The Village and Its Discontents



When I first started avidly reading political blogs, so many years ago (okay, like five), I was struck by how they created a language all unto themselves. Some words I really loved. The verb 'to fisk', for example. Or, even the noun 'blogosphere.'


But on a list of important blogosphere contributions would have to be "The Village." I'll let Greg Sargent take this:


“The Village” and “The Villagers” are terms frequently used in the liberal blogosphere as a derisive epithet for the Beltway media and political elite. The term “Village” appears to be a reference to a famous 1998 article written for The Washington Post by D.C. society hostess and WaPo writer Sally Quinn, in which she explained the Beltway establishment’s outrage over Bill Clinton during the Monica Lewinsky scandal.

Quinn wrote, without irony, that Establishment Washington — which she described as “the high-level members of Congress, policymakers, lawyers, military brass, diplomats and journalists who have a proprietary interest in Washington and identify with it” — is “not unlike any other small community in the country.”

“They call the capital city their `town,’” Quinn wrote.

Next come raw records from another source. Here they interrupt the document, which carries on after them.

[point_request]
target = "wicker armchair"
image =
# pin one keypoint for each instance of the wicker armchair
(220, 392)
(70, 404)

Thanks to the Lewinsky mess, she added, “their town has been turned upside down.”

Digby, who coined the term, has this to say:


Greg is right that it stems from the notorious Sally Quinn article about the Clintons. But it's more than that. It's shorthand for the permanent DC ruling class who have managed to convince themselves that they are simple, puritanical, bourgeois burghers and farmers, even though they are actually celebrity millionaires influencing the most powerful government on earth.

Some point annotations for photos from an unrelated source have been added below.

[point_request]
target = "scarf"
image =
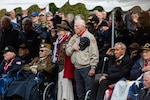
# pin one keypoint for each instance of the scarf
(56, 52)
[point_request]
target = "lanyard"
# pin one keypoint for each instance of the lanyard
(7, 65)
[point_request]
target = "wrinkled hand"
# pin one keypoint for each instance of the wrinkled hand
(33, 66)
(34, 71)
(101, 78)
(92, 72)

It's about their phoniness, their pretense of speaking for "average Americans" when it's clear they haven't the vaguest clue even about the average Americans who work in their local Starbucks or their drive their cabs. (Think Tim Russert, good old boy from Buffalo, lately of Nantucket.)It's about their intolerable sanctimony and hypocritical provincialism, pretending to be shocked about what they all do, creating social rules for others which they ignore themselves.

The village is really "the village" an ersatz small town like something you'd see in Disneyland. And to those who argue that Versailles is the far better metaphor, I would just say that it is Versailles --- a very particular part:

A Picturesque Little Village
Part of the grounds near the Trianon were chosen by Marie-Antoinette as the site of a lakeside village, a crucial feature of picturesque landscape gardens then so fashionable among Europe's aristocracy. In 1783, Richard Mique built this amusement village where the queen played at being a shepherdess.

In 1784, Marie-Antoinette had a farm built, where she installed a farming couple from the Touraine region, along with their two children. They were charged with supplying the queen with eggs, butter, cream and cheese, for which they disposed of cows, goats, farmyard animals.

Perhaps the strangest thing about "The Village" is its bizarre insularity--not just from outside facts and criticisms (i.e. shouting The Public Option is Dead and Only Liberals Like the Public Option even though polls consistently give well over 50 percent support for it...), but from self-analysis. They are, if not patient zero, certainly a victim of what Harper's calls Self-Satirizing Syndrome.


If you ask me, this is why The Daily Show is so popular. Stewart doesn't even have to say anything. He can can just juxtapose clips of the Villagers vituperating from week to week, and, presto, the hypocrisy, the shallowness, the mind-blowing dissonance is self-evident.